Slow inference GPU offload may not be active. In the model loader sidebar, slide GPU Offload to maximum. Requires an NVIDIA GPU with CUDA or Apple Silicon.
Model identifier mismatch
Use curl http://localhost:1234/v1/models to get the exact model id string, then use that verbatim in your API calls.

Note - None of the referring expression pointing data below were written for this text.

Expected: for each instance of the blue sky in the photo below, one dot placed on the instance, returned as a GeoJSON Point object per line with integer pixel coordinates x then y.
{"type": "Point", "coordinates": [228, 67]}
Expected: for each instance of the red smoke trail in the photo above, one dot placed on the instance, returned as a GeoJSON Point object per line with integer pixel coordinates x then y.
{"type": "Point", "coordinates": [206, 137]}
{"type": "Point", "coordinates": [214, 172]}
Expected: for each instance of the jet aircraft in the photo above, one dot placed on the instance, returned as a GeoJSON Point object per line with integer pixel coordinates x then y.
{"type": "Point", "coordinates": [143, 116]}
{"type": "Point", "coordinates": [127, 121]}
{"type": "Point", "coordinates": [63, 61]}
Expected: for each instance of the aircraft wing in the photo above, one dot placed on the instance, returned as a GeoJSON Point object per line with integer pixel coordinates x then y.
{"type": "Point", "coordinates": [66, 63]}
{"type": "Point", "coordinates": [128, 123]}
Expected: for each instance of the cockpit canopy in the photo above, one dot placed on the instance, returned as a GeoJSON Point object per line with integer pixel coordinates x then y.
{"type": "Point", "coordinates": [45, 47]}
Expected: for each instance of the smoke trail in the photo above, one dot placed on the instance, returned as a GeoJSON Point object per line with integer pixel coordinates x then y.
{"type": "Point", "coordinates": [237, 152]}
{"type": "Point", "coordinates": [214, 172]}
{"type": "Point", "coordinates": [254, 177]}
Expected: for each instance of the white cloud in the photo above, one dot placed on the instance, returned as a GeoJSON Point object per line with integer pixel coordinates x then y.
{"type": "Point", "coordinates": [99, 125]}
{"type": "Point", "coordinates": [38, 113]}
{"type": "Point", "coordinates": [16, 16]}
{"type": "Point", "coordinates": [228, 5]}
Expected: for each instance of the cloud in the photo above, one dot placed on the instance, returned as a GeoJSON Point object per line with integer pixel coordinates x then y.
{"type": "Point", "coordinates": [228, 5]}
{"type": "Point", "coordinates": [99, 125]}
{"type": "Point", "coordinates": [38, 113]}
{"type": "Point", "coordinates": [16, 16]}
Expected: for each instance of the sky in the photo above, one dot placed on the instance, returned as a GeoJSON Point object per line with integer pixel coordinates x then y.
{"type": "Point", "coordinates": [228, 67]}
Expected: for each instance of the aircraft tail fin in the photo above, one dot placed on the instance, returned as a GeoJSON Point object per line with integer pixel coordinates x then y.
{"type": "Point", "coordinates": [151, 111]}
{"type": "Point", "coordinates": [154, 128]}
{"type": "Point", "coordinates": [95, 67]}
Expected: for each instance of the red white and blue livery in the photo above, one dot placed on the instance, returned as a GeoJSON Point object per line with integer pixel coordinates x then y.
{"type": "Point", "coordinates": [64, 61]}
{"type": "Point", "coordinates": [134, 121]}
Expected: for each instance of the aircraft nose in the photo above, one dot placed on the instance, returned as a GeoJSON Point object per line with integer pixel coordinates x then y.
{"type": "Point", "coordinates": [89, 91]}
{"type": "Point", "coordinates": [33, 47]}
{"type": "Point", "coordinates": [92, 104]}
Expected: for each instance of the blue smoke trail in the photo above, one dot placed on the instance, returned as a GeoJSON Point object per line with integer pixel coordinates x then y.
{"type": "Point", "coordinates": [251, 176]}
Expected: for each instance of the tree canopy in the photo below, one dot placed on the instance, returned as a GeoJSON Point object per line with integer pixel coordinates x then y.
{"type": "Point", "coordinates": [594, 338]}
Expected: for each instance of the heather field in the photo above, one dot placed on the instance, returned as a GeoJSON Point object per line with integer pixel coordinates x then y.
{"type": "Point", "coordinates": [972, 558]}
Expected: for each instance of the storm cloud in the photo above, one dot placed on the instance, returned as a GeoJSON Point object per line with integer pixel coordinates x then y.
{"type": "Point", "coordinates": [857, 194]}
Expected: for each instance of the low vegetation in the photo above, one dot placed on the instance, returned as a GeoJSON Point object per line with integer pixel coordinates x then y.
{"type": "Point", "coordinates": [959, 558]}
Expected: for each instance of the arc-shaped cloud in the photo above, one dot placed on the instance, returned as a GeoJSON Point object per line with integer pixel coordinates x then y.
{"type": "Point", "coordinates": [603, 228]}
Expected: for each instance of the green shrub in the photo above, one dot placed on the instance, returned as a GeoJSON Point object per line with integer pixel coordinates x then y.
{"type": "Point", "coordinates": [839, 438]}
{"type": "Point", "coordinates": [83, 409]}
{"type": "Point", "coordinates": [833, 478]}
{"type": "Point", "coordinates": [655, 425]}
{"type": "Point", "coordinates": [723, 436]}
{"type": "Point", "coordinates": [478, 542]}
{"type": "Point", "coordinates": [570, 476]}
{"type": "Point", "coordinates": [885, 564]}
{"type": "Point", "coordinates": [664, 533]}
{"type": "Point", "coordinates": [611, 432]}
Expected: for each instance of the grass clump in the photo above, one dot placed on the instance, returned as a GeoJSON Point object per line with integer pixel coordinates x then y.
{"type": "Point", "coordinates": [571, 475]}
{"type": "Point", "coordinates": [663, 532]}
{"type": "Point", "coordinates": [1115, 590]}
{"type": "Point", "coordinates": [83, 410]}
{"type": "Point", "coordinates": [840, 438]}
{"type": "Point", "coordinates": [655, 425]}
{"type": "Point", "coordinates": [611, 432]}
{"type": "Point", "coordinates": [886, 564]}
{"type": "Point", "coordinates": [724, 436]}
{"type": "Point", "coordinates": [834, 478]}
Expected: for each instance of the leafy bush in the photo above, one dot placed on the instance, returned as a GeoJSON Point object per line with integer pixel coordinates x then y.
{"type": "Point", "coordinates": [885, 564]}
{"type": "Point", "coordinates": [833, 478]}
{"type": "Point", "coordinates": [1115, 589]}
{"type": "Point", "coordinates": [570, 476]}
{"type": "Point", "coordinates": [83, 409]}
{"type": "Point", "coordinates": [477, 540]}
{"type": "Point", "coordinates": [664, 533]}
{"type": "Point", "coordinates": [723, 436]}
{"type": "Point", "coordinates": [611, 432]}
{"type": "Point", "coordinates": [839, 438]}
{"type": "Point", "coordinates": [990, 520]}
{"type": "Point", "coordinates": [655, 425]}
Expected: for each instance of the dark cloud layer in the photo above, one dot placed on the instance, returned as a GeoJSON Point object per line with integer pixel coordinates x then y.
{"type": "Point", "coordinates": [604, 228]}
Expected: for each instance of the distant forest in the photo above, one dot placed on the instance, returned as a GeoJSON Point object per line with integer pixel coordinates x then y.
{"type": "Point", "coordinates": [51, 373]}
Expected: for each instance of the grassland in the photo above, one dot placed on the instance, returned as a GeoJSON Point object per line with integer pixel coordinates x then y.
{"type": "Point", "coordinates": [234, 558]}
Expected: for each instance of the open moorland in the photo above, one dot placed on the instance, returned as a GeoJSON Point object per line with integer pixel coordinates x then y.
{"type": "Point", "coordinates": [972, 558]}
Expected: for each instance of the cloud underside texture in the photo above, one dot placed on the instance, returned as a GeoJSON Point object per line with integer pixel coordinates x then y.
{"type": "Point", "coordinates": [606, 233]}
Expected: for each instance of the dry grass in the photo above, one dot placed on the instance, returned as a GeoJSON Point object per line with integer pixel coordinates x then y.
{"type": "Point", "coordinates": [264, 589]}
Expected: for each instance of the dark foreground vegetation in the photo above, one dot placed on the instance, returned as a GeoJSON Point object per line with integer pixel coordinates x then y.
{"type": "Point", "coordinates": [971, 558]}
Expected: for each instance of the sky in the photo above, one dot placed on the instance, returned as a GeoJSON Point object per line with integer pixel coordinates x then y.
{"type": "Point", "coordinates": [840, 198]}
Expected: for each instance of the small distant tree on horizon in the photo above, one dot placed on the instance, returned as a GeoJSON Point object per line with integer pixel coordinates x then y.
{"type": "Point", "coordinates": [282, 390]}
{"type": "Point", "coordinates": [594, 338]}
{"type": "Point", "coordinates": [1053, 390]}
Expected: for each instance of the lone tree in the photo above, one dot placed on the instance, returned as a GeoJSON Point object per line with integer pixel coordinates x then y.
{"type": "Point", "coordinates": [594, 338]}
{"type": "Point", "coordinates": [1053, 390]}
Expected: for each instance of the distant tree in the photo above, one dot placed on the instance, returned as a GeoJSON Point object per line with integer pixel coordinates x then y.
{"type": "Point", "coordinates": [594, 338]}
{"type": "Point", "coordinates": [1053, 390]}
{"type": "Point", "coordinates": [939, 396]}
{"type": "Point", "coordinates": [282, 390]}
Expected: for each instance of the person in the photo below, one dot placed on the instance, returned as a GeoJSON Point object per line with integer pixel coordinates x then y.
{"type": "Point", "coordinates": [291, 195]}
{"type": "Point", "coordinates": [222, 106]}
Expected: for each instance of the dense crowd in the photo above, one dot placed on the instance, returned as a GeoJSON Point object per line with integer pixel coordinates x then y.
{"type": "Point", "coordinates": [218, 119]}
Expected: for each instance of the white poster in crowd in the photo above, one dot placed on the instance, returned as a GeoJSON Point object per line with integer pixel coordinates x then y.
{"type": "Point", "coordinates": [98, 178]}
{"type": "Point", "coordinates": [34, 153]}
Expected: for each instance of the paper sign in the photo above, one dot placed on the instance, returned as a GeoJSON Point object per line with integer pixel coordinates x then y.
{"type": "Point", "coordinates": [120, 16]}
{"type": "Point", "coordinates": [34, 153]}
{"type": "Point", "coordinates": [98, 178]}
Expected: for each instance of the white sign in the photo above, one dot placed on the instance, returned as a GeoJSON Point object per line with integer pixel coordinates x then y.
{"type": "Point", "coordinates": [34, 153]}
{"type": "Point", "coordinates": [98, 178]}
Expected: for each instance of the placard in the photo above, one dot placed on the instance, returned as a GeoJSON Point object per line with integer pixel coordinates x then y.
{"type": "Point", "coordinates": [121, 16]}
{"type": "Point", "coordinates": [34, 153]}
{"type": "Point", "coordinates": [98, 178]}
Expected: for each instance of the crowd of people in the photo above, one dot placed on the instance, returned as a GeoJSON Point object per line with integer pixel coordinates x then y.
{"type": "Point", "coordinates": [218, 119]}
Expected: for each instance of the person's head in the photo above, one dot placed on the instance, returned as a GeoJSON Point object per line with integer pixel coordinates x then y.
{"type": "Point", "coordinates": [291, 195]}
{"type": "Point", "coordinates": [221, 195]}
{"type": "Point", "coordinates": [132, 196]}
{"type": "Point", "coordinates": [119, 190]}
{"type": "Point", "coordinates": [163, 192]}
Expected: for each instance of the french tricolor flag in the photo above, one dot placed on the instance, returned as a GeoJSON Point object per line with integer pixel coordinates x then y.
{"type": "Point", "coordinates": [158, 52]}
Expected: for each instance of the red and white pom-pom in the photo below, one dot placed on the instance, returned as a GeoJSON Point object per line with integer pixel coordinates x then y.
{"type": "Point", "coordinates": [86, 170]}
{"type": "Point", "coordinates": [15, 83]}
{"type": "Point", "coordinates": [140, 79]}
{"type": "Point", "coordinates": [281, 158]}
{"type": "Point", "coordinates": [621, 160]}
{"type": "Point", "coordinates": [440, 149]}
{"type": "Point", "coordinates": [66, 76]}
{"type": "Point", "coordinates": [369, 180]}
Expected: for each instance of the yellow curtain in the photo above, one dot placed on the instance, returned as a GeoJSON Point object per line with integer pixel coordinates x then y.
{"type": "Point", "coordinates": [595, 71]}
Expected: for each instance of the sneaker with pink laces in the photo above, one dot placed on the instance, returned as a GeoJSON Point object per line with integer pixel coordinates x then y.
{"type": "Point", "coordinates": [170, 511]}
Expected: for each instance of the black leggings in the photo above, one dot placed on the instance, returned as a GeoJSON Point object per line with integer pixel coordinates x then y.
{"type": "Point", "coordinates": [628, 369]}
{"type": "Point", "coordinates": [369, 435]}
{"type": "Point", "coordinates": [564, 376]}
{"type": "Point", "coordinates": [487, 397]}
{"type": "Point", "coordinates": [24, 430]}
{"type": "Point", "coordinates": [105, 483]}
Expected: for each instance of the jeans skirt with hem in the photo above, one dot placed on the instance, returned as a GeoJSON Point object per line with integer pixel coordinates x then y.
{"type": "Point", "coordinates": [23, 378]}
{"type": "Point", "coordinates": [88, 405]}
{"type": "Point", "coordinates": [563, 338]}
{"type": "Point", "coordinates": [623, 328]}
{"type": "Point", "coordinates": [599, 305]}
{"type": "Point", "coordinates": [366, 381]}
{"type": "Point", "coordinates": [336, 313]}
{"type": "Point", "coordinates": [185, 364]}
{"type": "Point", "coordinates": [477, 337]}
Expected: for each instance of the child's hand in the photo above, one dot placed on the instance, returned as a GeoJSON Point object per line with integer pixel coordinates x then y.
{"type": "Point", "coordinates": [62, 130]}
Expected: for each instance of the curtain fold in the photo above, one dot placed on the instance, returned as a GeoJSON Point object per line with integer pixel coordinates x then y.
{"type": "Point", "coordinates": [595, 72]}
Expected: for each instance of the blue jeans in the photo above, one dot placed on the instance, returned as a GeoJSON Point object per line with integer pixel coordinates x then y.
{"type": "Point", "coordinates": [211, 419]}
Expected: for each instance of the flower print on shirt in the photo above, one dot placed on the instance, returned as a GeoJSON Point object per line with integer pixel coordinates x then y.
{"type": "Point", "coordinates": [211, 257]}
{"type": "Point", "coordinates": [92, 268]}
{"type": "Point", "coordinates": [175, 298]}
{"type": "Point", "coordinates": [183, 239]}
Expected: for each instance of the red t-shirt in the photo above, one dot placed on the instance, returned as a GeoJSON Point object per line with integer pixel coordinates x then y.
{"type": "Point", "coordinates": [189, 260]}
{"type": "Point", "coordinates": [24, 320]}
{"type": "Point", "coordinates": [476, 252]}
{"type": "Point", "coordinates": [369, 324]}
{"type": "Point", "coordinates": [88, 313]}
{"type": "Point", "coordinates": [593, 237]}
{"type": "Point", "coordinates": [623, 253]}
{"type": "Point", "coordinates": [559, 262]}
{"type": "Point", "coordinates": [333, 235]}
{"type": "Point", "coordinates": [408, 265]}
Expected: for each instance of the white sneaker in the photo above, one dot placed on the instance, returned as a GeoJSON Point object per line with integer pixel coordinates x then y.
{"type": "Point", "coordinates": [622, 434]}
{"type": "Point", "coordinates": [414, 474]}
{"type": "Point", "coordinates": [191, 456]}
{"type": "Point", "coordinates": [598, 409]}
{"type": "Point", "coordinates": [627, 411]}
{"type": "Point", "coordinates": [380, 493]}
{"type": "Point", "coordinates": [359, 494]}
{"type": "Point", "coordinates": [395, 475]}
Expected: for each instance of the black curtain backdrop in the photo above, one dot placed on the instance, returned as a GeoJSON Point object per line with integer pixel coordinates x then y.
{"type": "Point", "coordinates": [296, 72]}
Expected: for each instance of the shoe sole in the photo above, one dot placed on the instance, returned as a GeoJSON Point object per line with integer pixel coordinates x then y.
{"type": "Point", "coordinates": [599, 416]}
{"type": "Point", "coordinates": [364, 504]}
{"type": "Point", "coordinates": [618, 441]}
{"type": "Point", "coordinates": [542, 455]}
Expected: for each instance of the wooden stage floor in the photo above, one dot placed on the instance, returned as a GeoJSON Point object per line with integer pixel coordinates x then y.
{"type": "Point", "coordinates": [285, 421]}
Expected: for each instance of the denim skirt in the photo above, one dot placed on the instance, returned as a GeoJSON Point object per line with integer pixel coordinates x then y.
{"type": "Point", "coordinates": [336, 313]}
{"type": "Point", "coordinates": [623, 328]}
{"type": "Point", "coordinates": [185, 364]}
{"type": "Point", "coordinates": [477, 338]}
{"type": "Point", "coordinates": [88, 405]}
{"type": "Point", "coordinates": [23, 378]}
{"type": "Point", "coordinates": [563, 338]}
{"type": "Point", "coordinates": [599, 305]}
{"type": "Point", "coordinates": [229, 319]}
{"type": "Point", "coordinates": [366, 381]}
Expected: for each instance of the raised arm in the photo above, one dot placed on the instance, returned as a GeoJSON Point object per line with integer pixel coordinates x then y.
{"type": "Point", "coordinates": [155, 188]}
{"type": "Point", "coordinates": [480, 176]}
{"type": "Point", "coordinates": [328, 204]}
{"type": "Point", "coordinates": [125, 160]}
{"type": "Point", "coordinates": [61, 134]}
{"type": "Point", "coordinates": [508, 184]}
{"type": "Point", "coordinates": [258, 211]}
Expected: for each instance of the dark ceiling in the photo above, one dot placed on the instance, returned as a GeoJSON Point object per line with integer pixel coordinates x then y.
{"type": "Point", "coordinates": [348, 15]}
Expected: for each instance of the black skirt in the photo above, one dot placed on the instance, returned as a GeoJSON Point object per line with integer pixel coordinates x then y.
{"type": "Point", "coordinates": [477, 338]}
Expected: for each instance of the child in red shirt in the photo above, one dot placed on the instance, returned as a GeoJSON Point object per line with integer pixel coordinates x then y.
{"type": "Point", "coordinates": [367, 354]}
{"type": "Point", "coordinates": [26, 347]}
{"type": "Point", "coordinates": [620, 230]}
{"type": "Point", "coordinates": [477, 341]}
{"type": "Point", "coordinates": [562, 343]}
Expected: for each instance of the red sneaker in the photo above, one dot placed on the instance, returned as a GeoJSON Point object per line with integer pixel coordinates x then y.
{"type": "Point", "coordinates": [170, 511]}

Debugging chat template issues
lms log stream
This streams raw prompts sent to the model — useful for verifying that your system prompt and message format are being applied correctly.
Quick Reference
# Download a model
lms get lmstudio-community/Qwen2.5-7B-Instruct-GGUF@Q4_K_M
# Load it
lms load lmstudio-community/Qwen2.5-7B-Instruct-GGUF
# Start the server
lms server start
# Verify
curl http://localhost:1234/v1/models
# Test inference
curl http://localhost:1234/v1/chat/completions \
-H "Content-Type: application/json" \
-d '{"model": "lmstudio-community/Qwen2.5-7B-Instruct-GGUF", "messages": [{"role": "user", "content": "ping"}]}'
That's the full loop: download → load → serve → call.